Weinstein believes, to the contrary, that the trial exhibit was Hiss’s machine, which would explain why experts could not distinguish their typing. He arrives at this conclusion by hypothesizing that the typewriter salesman (1) retired from his company, (2) stole a machine one half year later from his former employer, and (3) sold the machine to the partner of Hiss’s father-in-law. The salesman insisted to the FBI that he sold no machines after retiring, so under Weinstein’s theory, (4) the salesman is not only a thief and a disloyal ex-employee but also a liar. Weinstein’s evidence? Virtually none – but the salesman was dead and couldn’t sue Weinstein for libel (as others have). Weinstein’s theory is not merely far-fetched. It doesn’t explain all the facts. What explains the tool markings, excessive solder, and extensive signs of alteration outside the factory that Hiss’s expert noted on the trial exhibit but no other machine of the same brand and vintage?
Weinstein deals with this point by never mentioning this expert and his conclusions. Either one believes Weinstein’s far-fetched theory about the lying, stealing, disloyal salesman or one must accept that there were two distinct machines – one with signs of extensive alteration – which produced indistinguishable typewriting. In denying Hiss’s motion for a new trial, the judge noted that it was inconceivable that Chambers had the expertise and resources to have forged trial evidence and furthermore he would not have known where to position it. I wonder if the judge would have ruled differently if he had known that Military Intelligence was proficient at typed forgery and that one of its elite spy-catchers, masquerading as chief investigator for the defense, had been initially responsible for the search for Hiss’s typewriter.
What do you hope happens as a result of your research?
First, I hope the Army releases unredacted all files pertaining to Alger Hiss (investigative, operational, etc.) including all of those in which Horace Schmahl was involved, and I hope the CIA does as well.
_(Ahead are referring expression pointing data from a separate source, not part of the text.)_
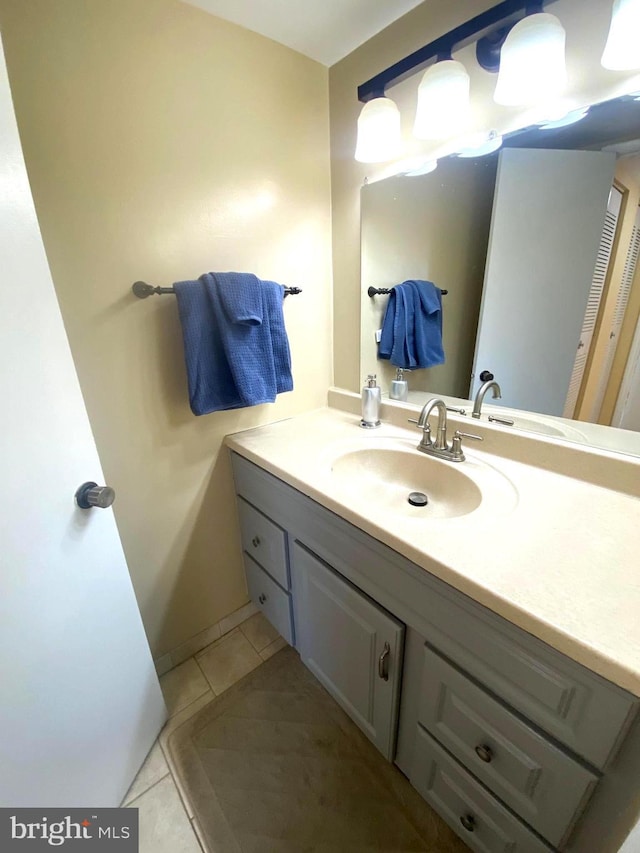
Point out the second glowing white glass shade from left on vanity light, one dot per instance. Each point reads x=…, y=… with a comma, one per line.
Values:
x=443, y=101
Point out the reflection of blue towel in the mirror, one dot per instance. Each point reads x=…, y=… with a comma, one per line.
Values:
x=412, y=326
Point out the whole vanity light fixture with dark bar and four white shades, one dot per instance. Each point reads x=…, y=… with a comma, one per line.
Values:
x=528, y=51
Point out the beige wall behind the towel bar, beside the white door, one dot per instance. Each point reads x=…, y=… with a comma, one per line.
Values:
x=161, y=143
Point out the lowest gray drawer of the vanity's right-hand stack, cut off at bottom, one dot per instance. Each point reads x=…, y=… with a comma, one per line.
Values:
x=479, y=819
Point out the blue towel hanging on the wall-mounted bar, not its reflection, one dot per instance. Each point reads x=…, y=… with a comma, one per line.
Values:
x=235, y=342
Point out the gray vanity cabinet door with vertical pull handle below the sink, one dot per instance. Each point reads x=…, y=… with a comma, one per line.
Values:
x=352, y=646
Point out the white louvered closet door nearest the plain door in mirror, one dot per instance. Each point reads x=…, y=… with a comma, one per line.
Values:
x=595, y=295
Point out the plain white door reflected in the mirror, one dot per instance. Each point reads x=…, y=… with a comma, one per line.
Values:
x=548, y=213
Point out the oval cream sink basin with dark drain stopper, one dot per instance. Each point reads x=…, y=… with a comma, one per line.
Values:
x=382, y=476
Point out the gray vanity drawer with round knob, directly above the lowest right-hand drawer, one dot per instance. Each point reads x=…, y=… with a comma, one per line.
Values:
x=537, y=780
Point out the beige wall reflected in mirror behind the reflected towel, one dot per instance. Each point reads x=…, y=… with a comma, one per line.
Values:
x=433, y=227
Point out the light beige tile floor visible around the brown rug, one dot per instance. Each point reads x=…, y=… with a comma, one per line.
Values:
x=167, y=824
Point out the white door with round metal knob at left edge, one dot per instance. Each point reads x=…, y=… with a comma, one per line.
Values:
x=81, y=704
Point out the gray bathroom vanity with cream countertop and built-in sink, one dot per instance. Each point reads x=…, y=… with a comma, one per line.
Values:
x=440, y=629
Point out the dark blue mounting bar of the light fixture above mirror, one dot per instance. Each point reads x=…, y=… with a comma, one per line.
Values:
x=489, y=29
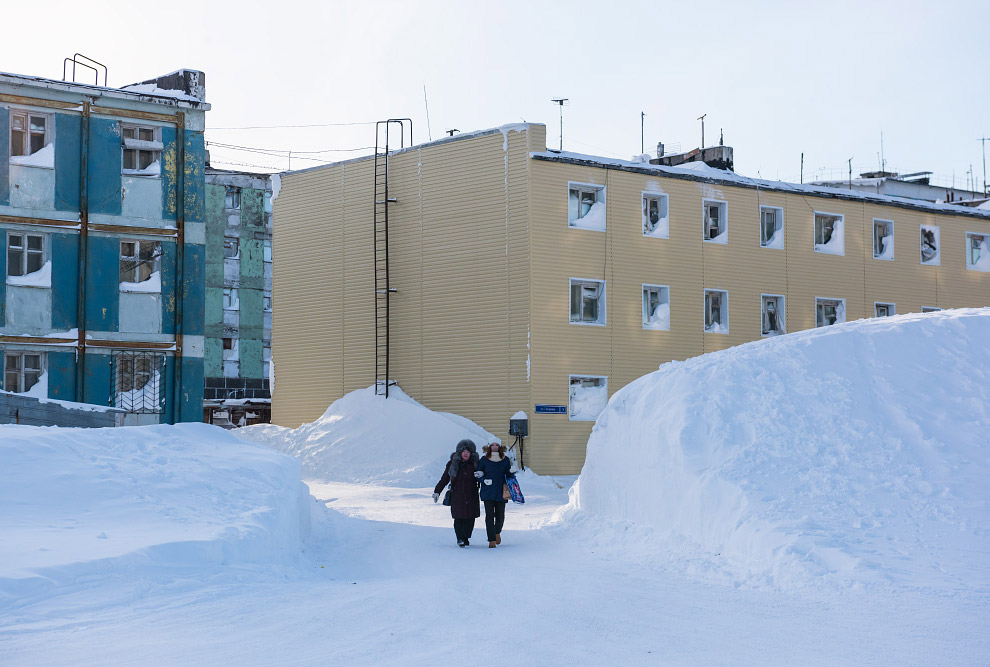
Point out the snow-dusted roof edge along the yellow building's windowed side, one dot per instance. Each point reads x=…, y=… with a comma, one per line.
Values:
x=699, y=171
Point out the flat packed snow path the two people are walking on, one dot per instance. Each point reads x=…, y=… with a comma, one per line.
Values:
x=382, y=582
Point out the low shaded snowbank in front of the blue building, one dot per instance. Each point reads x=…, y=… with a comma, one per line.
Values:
x=189, y=495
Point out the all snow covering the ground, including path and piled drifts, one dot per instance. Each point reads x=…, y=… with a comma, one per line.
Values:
x=712, y=524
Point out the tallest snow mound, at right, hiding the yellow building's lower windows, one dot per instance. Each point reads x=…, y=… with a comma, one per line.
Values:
x=856, y=453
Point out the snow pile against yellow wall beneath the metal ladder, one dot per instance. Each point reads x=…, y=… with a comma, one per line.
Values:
x=366, y=439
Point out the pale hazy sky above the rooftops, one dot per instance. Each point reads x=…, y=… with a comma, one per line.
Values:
x=778, y=77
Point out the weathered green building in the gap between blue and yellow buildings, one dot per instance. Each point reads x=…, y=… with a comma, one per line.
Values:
x=238, y=298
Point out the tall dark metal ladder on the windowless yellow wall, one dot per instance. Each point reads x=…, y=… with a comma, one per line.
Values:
x=384, y=132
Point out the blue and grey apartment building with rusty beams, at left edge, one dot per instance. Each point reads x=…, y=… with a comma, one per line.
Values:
x=102, y=205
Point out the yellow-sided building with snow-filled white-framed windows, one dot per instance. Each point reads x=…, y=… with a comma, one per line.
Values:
x=526, y=277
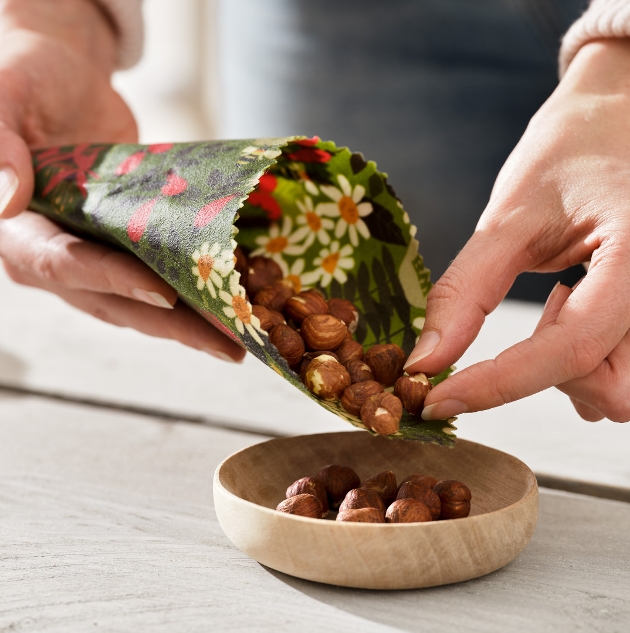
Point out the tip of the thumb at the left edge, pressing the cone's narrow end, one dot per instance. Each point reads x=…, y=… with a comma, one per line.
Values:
x=16, y=173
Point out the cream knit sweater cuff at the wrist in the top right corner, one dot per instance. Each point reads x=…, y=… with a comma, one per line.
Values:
x=602, y=19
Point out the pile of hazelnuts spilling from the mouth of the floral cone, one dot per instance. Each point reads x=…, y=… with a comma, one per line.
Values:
x=315, y=337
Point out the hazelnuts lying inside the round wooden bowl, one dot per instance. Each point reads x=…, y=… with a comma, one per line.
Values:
x=378, y=499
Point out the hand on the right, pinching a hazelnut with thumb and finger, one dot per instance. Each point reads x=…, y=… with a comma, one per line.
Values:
x=561, y=199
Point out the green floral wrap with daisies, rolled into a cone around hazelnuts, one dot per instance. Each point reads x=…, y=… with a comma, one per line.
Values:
x=324, y=214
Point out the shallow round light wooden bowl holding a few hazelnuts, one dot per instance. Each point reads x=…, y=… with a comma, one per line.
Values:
x=249, y=485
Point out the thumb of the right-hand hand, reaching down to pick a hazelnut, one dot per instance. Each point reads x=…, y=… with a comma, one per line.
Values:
x=471, y=288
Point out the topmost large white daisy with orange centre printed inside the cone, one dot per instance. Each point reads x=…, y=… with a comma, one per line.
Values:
x=346, y=206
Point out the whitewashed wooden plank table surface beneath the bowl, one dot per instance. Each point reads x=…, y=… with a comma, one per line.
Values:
x=106, y=516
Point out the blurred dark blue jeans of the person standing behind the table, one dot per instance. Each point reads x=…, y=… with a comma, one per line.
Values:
x=438, y=92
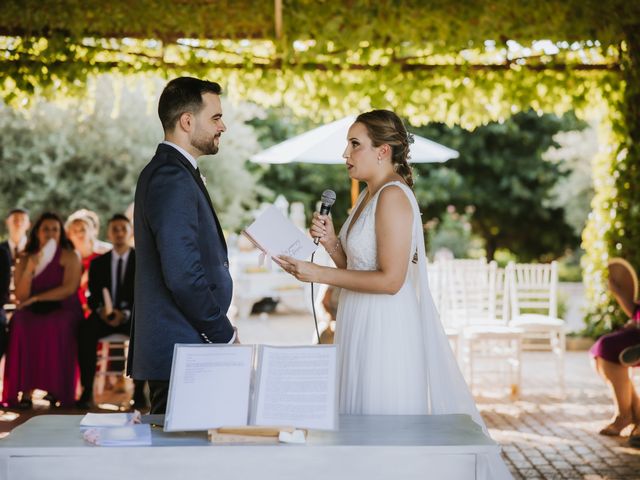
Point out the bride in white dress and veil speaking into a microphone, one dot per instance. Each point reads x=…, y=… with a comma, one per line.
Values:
x=394, y=356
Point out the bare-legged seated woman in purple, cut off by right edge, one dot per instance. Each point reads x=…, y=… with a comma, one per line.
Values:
x=606, y=352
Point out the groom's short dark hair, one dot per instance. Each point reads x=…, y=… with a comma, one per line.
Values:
x=183, y=94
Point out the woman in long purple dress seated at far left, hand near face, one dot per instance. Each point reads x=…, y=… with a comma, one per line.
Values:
x=42, y=333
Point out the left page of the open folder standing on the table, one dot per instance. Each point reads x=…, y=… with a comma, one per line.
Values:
x=209, y=387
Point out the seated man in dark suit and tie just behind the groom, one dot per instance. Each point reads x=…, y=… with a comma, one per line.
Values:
x=114, y=272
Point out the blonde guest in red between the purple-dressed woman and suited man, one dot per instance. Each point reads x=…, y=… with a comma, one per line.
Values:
x=82, y=229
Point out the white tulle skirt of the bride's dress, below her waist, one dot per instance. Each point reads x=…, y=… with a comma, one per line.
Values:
x=382, y=367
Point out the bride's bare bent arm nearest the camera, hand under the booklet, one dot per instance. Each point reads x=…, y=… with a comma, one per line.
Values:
x=394, y=219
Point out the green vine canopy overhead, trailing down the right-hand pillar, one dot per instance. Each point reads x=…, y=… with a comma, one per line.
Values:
x=464, y=63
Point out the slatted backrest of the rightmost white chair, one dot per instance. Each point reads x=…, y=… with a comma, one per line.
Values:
x=533, y=288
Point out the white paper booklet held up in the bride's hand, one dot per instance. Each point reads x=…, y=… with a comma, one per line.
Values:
x=274, y=234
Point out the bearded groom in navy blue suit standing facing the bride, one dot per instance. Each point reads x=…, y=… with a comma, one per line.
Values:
x=182, y=284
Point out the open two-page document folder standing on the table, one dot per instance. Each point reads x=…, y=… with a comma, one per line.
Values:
x=214, y=386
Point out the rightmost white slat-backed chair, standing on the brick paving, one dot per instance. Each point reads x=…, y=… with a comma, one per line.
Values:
x=533, y=292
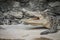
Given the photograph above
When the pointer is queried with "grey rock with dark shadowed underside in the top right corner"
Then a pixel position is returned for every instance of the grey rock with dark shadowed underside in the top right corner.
(55, 7)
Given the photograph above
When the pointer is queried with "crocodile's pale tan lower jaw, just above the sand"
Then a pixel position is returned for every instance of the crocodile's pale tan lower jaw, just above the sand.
(47, 25)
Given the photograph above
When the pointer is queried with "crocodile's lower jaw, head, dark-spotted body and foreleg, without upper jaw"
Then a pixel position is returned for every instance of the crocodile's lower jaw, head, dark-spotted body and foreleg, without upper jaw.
(45, 20)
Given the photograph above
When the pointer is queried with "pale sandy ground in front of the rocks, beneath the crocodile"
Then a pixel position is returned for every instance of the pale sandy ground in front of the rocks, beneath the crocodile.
(20, 32)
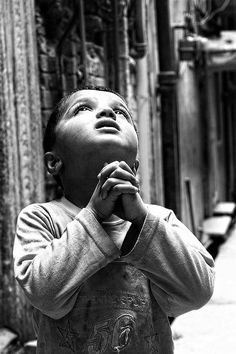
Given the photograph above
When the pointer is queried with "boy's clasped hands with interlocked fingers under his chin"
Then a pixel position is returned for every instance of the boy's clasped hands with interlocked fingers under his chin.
(117, 192)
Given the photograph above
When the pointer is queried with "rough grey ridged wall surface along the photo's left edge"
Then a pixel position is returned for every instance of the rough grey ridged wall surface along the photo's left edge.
(21, 170)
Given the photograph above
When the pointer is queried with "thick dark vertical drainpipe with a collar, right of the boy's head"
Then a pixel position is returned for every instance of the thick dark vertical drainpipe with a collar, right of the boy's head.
(167, 91)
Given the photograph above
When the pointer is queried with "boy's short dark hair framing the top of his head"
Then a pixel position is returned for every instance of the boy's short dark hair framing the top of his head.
(56, 115)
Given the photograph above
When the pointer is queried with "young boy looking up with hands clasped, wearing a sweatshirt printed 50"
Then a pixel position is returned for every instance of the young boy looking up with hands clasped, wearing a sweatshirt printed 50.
(102, 269)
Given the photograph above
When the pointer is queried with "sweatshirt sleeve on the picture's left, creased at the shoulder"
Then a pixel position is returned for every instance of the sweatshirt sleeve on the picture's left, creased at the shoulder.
(51, 270)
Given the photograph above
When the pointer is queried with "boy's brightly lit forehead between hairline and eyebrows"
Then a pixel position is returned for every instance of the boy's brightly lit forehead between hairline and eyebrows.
(96, 96)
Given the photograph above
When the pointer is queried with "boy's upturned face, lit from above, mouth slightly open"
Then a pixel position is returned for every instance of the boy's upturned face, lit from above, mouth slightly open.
(96, 125)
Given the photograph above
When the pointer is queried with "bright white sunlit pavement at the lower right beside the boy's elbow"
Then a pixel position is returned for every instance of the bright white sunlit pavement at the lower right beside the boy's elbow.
(212, 329)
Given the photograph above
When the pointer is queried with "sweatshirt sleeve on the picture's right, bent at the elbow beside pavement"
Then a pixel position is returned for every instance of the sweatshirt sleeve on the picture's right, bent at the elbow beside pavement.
(180, 270)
Currently the Army’s IRR file on Alger Hiss at the National Archives consists almost entirely of newspaper clippings, whereas files on lower level suspects contain reams of Army-generated reports. More than half a century has elapsed since these investigations and operations occurred, and the Soviet Union has collapsed. What possible national security justification does our government have for withholding this information from the American public?
Second, I hope some young, energetic researchers with training more appropriate than mine for this project review my preliminary findings critically in light of these additional files, correct my mistakes, extend my insights, and reach their own conclusions. I look forward to reading what they learn.